Most marketers embrace the economists’ worldview – we are rational people who buy products to fulfill our needs and when confronted with choices we make rational decisions.
Unfortunately that is not always the case – if ever.
Our buying behavior is very much influenced by our social behavior, which in turn is mostly determined by hardwired reflexes. That is what makes it so hard to predict what will sell and what will not. We buy things because they make us look cool, intelligent or well informed. We buy things because our mirror neurons drive us to want to imitate others. We buy things even though we know they are not good for us, and we do not buy things that are proven to have a positive effect on our condition. We buy things without the latest bells and whistles because we hate change. We buy things because we want to belong.
When we buy things, we do not act as rational beings.
Sure, we buy things based on recommendations from others, and avoid things that people badmouth.
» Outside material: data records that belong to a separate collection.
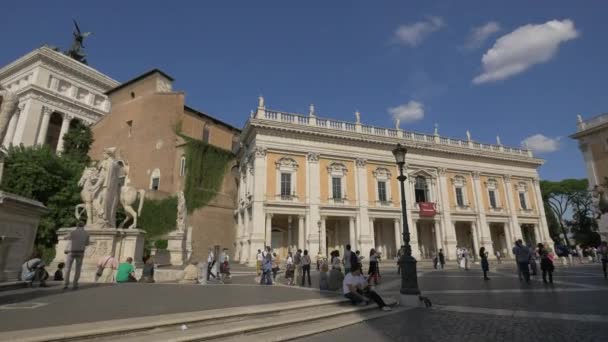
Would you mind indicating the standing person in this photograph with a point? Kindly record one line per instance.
(275, 266)
(126, 272)
(522, 257)
(347, 260)
(297, 261)
(33, 270)
(373, 267)
(485, 265)
(306, 268)
(546, 264)
(258, 263)
(106, 267)
(603, 254)
(78, 241)
(498, 257)
(147, 273)
(357, 289)
(210, 264)
(289, 269)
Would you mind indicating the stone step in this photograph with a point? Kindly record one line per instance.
(142, 326)
(263, 326)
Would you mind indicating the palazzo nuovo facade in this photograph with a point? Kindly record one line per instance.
(320, 184)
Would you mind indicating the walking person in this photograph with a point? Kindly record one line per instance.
(441, 258)
(347, 260)
(522, 257)
(373, 267)
(289, 269)
(210, 264)
(603, 254)
(485, 265)
(306, 268)
(546, 263)
(78, 241)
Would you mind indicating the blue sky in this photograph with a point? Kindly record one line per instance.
(413, 59)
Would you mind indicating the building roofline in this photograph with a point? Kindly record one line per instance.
(138, 78)
(215, 120)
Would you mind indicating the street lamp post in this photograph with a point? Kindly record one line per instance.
(409, 279)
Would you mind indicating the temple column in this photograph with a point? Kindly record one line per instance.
(65, 126)
(44, 125)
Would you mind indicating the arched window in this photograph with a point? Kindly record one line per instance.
(182, 166)
(460, 191)
(421, 189)
(336, 173)
(155, 180)
(493, 193)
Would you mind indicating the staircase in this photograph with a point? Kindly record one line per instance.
(270, 322)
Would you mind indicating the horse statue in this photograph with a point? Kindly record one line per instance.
(128, 196)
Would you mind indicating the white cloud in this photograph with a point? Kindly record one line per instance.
(415, 33)
(540, 143)
(409, 112)
(528, 45)
(480, 34)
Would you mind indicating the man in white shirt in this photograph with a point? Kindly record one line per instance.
(357, 289)
(78, 241)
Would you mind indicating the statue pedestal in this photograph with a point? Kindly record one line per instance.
(176, 246)
(19, 218)
(120, 243)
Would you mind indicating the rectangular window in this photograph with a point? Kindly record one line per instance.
(522, 200)
(286, 185)
(336, 186)
(382, 191)
(492, 195)
(459, 197)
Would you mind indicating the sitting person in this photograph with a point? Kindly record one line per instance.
(191, 273)
(357, 289)
(126, 272)
(33, 270)
(59, 273)
(147, 273)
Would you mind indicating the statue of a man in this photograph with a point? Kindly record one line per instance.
(8, 107)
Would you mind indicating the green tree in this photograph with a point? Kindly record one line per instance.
(561, 197)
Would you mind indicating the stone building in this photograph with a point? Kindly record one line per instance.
(54, 90)
(317, 183)
(142, 125)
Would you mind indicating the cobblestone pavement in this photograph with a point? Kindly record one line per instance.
(466, 308)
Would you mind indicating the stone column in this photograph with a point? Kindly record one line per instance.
(513, 210)
(268, 234)
(449, 230)
(10, 131)
(44, 125)
(364, 229)
(352, 239)
(314, 192)
(398, 235)
(301, 233)
(65, 126)
(545, 236)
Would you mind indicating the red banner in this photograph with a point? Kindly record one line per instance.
(427, 209)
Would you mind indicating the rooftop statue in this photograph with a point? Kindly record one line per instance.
(76, 51)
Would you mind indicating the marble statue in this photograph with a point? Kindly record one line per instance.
(100, 191)
(128, 196)
(8, 107)
(181, 212)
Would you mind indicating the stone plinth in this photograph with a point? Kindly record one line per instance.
(121, 243)
(19, 217)
(176, 246)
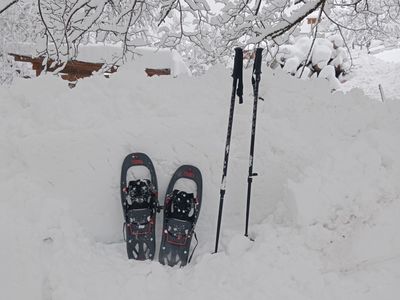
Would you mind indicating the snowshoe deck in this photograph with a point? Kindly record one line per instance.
(139, 200)
(181, 211)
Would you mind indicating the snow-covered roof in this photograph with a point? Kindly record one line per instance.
(100, 53)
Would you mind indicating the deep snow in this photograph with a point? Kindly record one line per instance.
(325, 209)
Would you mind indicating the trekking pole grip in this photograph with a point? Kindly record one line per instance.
(257, 61)
(238, 72)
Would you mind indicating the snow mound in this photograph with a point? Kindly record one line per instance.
(325, 205)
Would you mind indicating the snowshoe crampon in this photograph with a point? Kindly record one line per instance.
(139, 199)
(181, 211)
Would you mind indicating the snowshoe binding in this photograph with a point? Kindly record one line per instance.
(181, 211)
(139, 203)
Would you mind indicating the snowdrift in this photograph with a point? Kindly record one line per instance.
(325, 205)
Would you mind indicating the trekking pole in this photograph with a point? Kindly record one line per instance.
(255, 80)
(236, 89)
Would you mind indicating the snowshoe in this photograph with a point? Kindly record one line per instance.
(181, 211)
(139, 203)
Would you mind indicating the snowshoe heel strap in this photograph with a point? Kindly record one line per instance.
(178, 231)
(139, 221)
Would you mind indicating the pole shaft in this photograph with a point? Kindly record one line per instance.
(256, 82)
(237, 88)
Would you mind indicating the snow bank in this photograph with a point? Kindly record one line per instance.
(324, 211)
(369, 71)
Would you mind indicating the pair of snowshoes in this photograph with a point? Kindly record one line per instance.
(139, 197)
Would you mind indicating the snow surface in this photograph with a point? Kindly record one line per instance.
(325, 207)
(392, 55)
(369, 72)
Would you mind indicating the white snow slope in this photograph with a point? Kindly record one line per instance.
(370, 71)
(325, 207)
But it goes further than that – we buy things based on the behavior of the people who bought the same product, and more importantly based on the behavior of others who are observing the original buyers. That is true for personal fashion items as well as for enterprise software solutions.
On the one hand, that makes it a heck of a challenge to predict winners and losers in the marketplace. On the other hand it provides marketers with an opportunity to incorporate expected social behavioral reactions to new products into the product innovation process…
What do you think? Have you seen good examples of that? Hindsight of course is 20/20…but who does it well as a predictor of success?